|Dick Dowling Monument at Sabine Pass State Battleground.|
(Photo by Mike Jones)
By Mike Jones
The reenactment was small this year but well received by the public. There are big plans for next year to have a 150th anniversary event that will draw hundreds of reenactors. In the actual battle, the Union was planning to invade Texas through Sabine Pass with an initial invasion force of 5,000 troops, four gunboats and 18 troop transports. The expedition was led by Maj. Gen. William B. Franklin for the Army, and Lt. Frederick Crocker for the Navy. Sabine Pass was defended by 1st Lt. Richard W. Dowling and his 47-man, Irish-Texan, contingent of Company F (Jefferson Davis Guards) of the 1st Texas Heavy Artillery in Fort Griffin, an earthen structure. Dowling had four 32-pounders and two 24-pounders at his disposal to defend against the attack.
|An illustration of how Fort Griffin looked at the time of|
the battle from a park historic marker. (Photo by Mike Jones)

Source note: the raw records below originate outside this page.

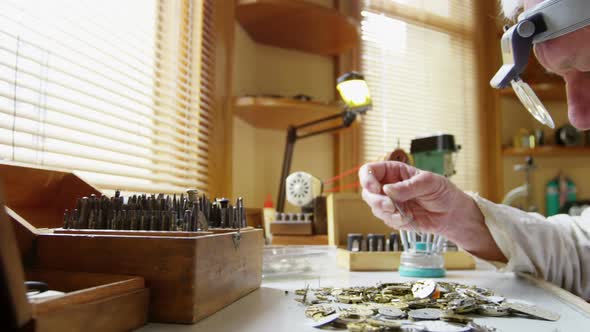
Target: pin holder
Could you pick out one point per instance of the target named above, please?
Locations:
(191, 273)
(422, 256)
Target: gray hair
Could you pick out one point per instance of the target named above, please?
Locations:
(511, 7)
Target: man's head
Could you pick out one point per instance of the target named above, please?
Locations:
(567, 56)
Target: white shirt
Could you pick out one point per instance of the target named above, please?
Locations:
(556, 249)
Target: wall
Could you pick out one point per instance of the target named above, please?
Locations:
(258, 153)
(575, 167)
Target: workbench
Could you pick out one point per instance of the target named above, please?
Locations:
(270, 308)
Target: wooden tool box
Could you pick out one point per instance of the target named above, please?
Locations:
(190, 275)
(348, 213)
(92, 302)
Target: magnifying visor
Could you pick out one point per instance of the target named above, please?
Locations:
(548, 20)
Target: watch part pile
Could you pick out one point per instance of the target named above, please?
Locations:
(423, 305)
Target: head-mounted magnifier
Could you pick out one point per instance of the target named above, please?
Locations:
(548, 20)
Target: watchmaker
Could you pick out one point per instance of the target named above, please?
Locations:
(556, 248)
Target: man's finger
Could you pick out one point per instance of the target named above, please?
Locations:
(378, 201)
(370, 176)
(420, 185)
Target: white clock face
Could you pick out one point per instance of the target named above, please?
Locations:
(299, 188)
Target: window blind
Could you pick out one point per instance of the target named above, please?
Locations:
(419, 60)
(113, 90)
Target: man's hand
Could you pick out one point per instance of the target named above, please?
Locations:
(431, 203)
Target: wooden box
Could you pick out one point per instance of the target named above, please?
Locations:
(92, 302)
(190, 275)
(291, 228)
(348, 213)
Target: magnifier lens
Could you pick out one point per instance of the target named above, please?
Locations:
(531, 102)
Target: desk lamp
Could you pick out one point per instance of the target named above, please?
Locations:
(354, 91)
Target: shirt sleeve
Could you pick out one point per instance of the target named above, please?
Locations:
(556, 249)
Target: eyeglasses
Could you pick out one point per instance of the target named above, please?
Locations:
(531, 102)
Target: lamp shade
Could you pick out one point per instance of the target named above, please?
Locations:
(354, 90)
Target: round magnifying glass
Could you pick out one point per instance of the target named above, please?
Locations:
(531, 102)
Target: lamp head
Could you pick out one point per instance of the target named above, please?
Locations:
(354, 91)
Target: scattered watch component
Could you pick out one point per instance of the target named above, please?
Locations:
(425, 314)
(532, 311)
(441, 326)
(383, 307)
(493, 310)
(391, 312)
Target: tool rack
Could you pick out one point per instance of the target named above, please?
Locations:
(190, 275)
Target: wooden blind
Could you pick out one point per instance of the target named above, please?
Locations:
(418, 57)
(113, 90)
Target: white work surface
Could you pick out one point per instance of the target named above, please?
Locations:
(270, 309)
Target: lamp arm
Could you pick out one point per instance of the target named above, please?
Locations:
(286, 168)
(347, 117)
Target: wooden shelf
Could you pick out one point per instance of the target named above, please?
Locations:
(299, 240)
(548, 151)
(545, 91)
(279, 113)
(298, 25)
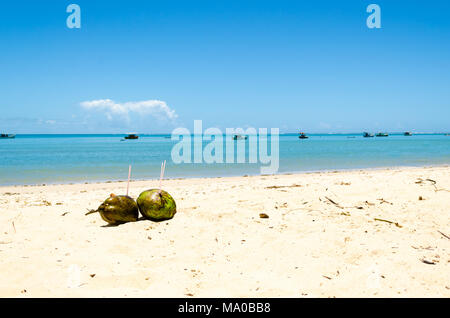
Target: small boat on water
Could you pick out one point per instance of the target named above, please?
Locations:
(303, 136)
(7, 136)
(240, 137)
(131, 136)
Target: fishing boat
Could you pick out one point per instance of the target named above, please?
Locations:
(131, 136)
(7, 136)
(239, 137)
(303, 136)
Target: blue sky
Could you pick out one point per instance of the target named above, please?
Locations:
(309, 65)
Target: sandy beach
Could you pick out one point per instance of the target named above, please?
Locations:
(363, 233)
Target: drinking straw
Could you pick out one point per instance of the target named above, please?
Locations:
(161, 176)
(129, 175)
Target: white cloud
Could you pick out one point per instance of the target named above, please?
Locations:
(155, 108)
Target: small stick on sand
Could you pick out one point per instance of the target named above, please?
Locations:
(387, 221)
(336, 204)
(129, 175)
(161, 176)
(444, 235)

Texas was saved from invasion, and Houston and Beaumont were saved from the fate of other southern cities, like Atlanta and Vicksburg. The battle lasted only about 45 minutes but 56 U.S. sailors and soldiers were killed, about 350 captured, along with the gunboats Clifton and Sachem. Dowling and his men suffered no casualties at all. The Davis Guards received the thanks of their country. Maj. Gen. John B. Magruder, Confederate commander of Texas, honored the men with a special badge and the Davis Guards were presented special medals from the citizens of Houston, the only such medal for valor issued to Confederate soldiers during the war. The Confederate Congress and President Jefferson Davis honored the Davis Guards with a special proclamation. Dowling said the fort fired 137 shells during the short battle.